One of the things that sets Ed apart from the other leadership contenders is the fact that he has long recognised that one of the the main reasons that people are turned off politics is because it (political debate) seems irrelevant to them. He understands many ordinary voters feel they are being manipulated because they are always being asked to make false choices: you’re labelled as either staunchly religious or vehemently secular, pro-business or pro-union, pro-growth or pro-environment, for civil liberties or against them, a progressive or a dinosaur.

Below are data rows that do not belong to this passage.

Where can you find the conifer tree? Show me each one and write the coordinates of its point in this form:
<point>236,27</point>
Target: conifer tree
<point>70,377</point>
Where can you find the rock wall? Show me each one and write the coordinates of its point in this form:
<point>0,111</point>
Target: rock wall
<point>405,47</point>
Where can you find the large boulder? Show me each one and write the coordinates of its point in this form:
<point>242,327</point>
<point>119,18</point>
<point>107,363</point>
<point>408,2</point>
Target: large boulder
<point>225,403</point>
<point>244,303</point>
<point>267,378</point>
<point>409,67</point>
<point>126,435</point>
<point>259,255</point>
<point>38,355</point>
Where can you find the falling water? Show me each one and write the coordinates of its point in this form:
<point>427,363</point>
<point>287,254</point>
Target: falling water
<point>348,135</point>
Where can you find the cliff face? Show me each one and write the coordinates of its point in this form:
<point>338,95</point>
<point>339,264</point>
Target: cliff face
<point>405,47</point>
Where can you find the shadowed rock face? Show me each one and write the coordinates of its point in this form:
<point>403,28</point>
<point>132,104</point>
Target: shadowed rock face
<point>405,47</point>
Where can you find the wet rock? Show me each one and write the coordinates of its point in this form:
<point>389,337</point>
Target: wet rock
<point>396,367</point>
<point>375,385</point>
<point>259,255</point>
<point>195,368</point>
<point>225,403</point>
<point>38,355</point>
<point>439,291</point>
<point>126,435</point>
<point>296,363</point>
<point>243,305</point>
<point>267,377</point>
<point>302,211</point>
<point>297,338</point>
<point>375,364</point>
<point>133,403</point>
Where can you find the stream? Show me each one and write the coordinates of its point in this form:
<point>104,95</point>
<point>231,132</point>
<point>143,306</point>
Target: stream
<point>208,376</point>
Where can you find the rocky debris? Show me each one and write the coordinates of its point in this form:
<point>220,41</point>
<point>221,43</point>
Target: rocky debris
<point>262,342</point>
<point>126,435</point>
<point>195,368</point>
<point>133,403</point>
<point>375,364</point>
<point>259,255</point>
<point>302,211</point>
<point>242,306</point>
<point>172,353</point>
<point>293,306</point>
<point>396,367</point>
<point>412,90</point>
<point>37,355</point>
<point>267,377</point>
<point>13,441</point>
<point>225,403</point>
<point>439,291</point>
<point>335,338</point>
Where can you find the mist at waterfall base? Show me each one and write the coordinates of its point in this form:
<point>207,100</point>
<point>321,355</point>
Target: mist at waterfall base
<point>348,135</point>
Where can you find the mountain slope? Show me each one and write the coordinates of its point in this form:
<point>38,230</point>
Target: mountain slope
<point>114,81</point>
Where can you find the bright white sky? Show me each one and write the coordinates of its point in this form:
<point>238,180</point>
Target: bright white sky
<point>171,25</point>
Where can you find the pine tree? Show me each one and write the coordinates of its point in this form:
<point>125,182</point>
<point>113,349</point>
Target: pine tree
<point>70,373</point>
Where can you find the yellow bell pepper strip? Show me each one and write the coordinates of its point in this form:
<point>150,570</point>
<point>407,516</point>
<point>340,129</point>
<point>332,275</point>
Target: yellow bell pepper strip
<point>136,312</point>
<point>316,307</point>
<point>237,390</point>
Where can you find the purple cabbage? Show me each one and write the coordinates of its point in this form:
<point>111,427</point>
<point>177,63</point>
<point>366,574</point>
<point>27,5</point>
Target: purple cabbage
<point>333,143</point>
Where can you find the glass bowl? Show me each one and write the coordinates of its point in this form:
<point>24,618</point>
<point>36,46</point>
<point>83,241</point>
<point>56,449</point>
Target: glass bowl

Ed Miliband knows that the truth is, of course, that most people don’t think like this, that most people don’t live their lives in this way, and that the majority of the electorate long for a politics where we have genuine arguments, vigorous disagreements, where we don’t claim to have a monopoly on what is right or wrong, where we don’t demonise our political opponents. Most people want their politicians to engage in what Barack Obama called a “fair-minded” approach to politics; politics that understands that truth and certainty are not the same thing. Some describe this approach as the politics of the common good or perhaps more accurately, the politics of hope.
I am firmly of the view that Ed Miliband is the candidate who is best placed to help shape the future direction of our party. Ed is a conviction politician. He has proved himself as an effective and hard-working MP and as an outstanding government Minister. I am backing Ed because I want my party to be led by someone who will listen to ordinary party members, people who are driven not by personal ambition but by an ambitious agenda for our nation. Ed will be a leader who will challenge us – individually and collectively – not to just to want more but to be more and he is someone who is capable of inspiring trust and confidence across the political spectrum.
Ed Miliband espouses a politics that looks for co-operation not competition, the hand up and not just the hand out. Looking at how people have already signed up to support Ed, it is clear that many others believe that such sentiments are important – indeed they are worth voting for.